Que cela fait du bien de lire, sous la plume des Infiltrés : « Contrairement aux préjugés, le changement de logique, la rupture radicale, semblent être des pistes plus réalistes que la recherche de compromis, d’un meilleur partage des richesses ou d’une meilleure régulation » !
Plût au ciel que les membres et sympathisants de la « gauche de gouvernement » entendent leur conclusion :
« Il est urgent que toutes les forces de gauche s’emparent des propositions de rupture avec le capitalisme qui sont sur la table pour les travailler, les partager, les faire avancer plutôt que de s’engluer dans une stratégie dont l’expérience montre qu’elle est perdante depuis trop longtemps.

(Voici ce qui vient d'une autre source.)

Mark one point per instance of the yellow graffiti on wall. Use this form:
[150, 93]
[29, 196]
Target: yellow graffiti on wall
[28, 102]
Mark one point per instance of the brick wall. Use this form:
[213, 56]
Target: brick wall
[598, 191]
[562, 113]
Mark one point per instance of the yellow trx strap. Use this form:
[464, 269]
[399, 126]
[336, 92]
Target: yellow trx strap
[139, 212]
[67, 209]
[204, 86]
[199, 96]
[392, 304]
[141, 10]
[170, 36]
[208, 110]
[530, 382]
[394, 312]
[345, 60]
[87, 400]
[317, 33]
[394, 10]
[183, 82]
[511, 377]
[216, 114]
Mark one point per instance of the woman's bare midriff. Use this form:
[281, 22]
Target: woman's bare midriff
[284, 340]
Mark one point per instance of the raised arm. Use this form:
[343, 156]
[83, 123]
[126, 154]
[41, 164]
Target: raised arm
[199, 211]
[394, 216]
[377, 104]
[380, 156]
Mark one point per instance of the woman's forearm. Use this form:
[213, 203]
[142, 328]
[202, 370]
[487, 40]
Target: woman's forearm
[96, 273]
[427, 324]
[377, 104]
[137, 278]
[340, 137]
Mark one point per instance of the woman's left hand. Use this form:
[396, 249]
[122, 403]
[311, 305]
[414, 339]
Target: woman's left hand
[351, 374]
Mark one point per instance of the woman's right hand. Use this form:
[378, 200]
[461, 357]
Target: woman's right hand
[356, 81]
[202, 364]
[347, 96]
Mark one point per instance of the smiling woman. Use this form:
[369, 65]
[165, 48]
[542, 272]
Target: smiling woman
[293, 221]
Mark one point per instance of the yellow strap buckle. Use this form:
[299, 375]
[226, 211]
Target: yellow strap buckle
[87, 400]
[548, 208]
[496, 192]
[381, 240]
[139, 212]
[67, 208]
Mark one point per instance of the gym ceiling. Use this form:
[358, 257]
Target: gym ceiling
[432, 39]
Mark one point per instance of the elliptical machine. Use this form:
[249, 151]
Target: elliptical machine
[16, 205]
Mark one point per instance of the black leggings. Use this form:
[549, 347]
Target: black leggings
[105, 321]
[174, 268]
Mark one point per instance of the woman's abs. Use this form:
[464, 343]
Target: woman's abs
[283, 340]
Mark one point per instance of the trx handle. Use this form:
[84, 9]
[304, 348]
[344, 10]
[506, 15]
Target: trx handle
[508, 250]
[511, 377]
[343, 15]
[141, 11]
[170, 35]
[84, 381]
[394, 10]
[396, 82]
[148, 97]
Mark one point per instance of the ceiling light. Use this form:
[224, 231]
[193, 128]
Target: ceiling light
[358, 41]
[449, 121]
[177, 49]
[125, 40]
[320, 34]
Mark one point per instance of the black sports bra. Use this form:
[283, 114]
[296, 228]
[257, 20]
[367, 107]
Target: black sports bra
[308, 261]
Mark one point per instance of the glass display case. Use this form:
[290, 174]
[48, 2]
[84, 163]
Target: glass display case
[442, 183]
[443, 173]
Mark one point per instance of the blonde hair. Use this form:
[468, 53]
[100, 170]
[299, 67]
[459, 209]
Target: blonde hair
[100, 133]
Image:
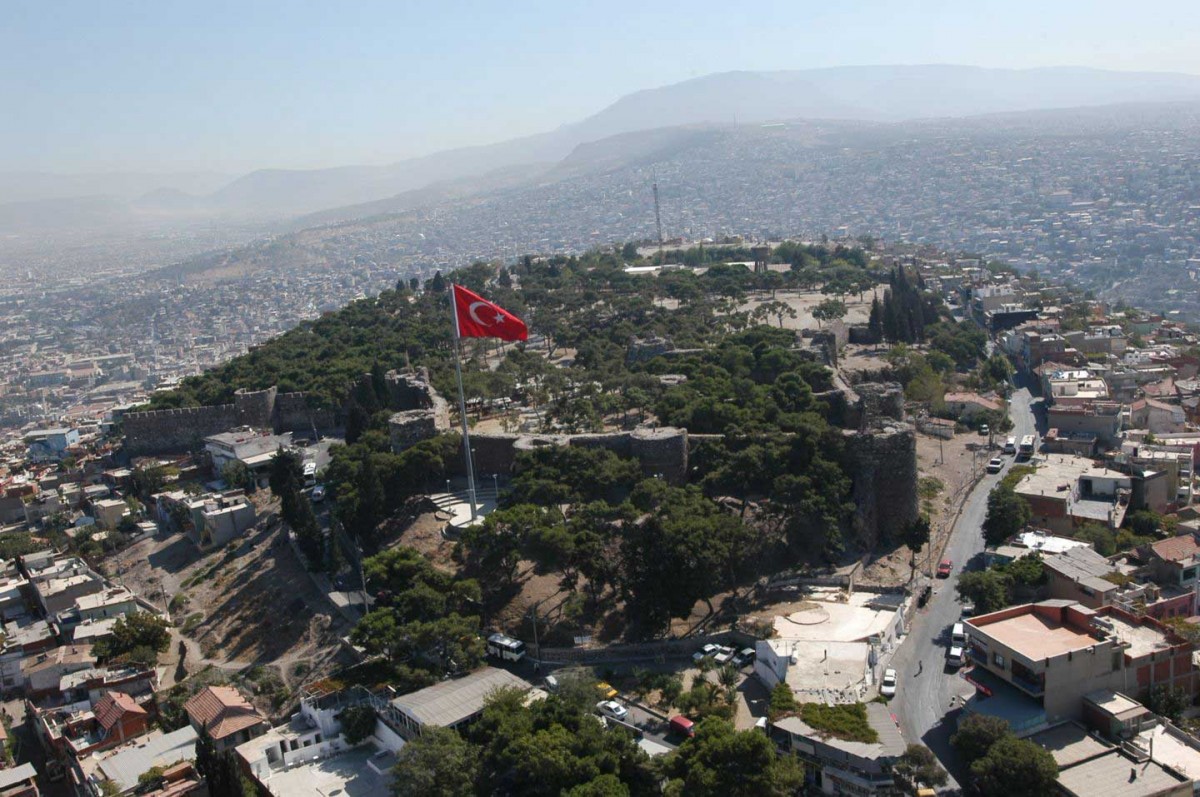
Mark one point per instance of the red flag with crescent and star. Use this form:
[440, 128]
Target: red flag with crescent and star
[478, 317]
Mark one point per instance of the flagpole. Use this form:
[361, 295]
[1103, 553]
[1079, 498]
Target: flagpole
[462, 402]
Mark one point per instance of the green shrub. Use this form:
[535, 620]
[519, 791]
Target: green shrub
[845, 721]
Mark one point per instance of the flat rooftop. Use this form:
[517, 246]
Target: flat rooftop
[1116, 775]
[1036, 636]
[1143, 640]
[1071, 744]
[346, 774]
[1173, 749]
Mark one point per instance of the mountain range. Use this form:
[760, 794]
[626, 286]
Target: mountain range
[864, 94]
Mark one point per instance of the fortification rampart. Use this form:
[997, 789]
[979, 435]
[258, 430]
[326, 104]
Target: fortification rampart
[661, 451]
[882, 462]
[175, 430]
[162, 431]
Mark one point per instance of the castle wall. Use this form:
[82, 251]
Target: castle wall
[256, 408]
[177, 430]
[659, 450]
[293, 414]
[882, 463]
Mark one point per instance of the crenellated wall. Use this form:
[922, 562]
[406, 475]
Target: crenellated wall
[659, 450]
[177, 430]
[883, 466]
[163, 431]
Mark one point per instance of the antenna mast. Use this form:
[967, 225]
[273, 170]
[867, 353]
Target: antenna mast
[658, 222]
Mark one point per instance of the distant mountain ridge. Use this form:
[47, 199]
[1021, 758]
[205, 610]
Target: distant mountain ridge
[879, 94]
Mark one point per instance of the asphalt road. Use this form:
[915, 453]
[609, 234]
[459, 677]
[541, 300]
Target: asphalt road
[928, 689]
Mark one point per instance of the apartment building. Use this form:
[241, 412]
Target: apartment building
[1050, 654]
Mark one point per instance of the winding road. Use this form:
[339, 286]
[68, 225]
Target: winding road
[929, 691]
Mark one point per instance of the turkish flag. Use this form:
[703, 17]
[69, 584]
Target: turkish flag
[478, 317]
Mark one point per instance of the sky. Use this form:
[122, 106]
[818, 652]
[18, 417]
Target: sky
[229, 87]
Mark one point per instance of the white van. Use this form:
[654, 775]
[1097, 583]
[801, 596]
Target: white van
[958, 652]
[505, 647]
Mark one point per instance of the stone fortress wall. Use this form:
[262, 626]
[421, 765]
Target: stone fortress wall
[881, 447]
[163, 431]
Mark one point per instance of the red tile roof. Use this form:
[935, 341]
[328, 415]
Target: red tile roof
[222, 711]
[1177, 549]
[113, 707]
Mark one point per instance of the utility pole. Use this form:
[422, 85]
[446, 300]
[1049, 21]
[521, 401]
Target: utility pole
[658, 222]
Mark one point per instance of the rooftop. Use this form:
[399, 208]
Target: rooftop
[891, 743]
[1115, 703]
[1173, 748]
[1085, 567]
[348, 774]
[1177, 549]
[124, 763]
[453, 701]
[1071, 743]
[1116, 775]
[1033, 634]
[222, 711]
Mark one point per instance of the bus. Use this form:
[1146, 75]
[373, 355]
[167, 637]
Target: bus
[505, 647]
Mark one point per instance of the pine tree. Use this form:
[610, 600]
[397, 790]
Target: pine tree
[357, 421]
[891, 318]
[875, 322]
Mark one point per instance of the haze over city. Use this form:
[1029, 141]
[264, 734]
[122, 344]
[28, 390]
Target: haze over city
[229, 87]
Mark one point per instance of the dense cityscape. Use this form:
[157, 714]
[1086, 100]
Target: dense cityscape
[613, 400]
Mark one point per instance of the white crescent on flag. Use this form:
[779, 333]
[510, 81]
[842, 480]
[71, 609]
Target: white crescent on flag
[475, 318]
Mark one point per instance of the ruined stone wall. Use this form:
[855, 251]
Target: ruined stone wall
[880, 401]
[408, 429]
[256, 407]
[175, 430]
[165, 431]
[659, 450]
[882, 462]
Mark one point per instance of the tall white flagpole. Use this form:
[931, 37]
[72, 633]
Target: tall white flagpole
[462, 402]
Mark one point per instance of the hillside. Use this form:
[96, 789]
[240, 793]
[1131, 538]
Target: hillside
[855, 93]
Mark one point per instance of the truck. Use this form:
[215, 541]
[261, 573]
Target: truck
[505, 647]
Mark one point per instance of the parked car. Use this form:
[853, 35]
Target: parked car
[743, 658]
[682, 726]
[888, 685]
[613, 709]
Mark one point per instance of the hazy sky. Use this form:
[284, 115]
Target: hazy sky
[215, 85]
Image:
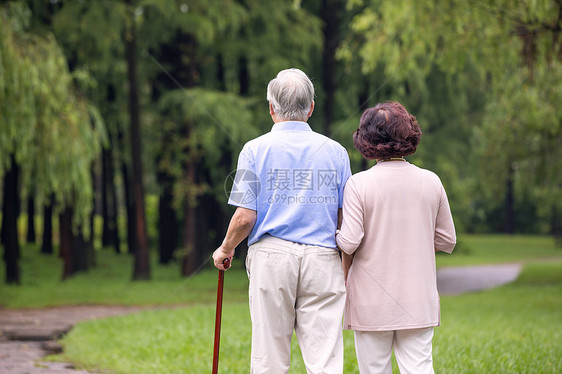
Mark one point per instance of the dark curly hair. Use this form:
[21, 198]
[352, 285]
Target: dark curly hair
[387, 130]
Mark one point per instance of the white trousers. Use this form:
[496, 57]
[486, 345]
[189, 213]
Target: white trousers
[300, 287]
[412, 349]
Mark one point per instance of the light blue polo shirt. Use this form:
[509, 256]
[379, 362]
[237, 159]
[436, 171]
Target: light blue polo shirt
[294, 179]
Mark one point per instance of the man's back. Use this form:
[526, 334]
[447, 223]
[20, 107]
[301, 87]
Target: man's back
[301, 175]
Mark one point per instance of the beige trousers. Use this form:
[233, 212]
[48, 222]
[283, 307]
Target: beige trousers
[300, 287]
[412, 349]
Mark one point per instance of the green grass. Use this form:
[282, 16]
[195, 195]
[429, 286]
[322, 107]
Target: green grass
[511, 329]
[110, 283]
[488, 249]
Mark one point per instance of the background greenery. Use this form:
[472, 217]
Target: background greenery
[511, 329]
[119, 113]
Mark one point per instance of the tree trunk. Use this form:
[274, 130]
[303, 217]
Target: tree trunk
[110, 233]
[189, 244]
[168, 226]
[47, 242]
[31, 219]
[10, 223]
[141, 268]
[65, 239]
[243, 76]
[75, 251]
[130, 207]
[509, 202]
[330, 13]
[128, 196]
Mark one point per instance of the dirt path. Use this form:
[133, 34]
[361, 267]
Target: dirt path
[28, 335]
[457, 280]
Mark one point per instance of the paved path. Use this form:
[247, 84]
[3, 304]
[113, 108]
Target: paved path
[457, 280]
[28, 335]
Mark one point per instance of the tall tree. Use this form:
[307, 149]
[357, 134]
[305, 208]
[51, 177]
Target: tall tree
[48, 123]
[141, 268]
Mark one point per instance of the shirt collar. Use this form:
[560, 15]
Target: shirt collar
[291, 126]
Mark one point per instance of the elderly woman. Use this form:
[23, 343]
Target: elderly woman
[395, 217]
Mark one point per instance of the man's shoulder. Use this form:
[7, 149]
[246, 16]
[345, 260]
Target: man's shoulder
[329, 142]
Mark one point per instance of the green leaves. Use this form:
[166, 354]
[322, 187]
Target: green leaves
[47, 123]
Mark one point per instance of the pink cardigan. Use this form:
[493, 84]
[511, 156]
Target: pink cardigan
[395, 216]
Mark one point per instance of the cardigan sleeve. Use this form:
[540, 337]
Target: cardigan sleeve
[445, 237]
[352, 231]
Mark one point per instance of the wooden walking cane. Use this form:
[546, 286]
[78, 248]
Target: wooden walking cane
[226, 264]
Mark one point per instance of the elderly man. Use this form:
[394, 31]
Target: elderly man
[288, 189]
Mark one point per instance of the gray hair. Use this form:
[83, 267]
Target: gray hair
[291, 94]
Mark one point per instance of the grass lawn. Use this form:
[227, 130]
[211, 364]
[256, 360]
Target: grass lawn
[512, 329]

La crise économique qui s’ouvre sera terrible, très certainement bien pire que celle de 2008. Mais l’affaiblissement du système offre aussi des opportunités pour faire bouger le cadre. Cette fois-ci, il ne faudra pas laisser passer l’occasion de pousser pour un autre modèle. Derrière chaque proposition, revendication, une question doit se poser : celle-ci nous fait-elle faire un pas dans le sens de l’affranchissement au capitalisme ou contribue-t-elle à forger nos chaînes ? Il est temps de nous y mettre et de rehausser le niveau d’ambition pour le jour d’après ».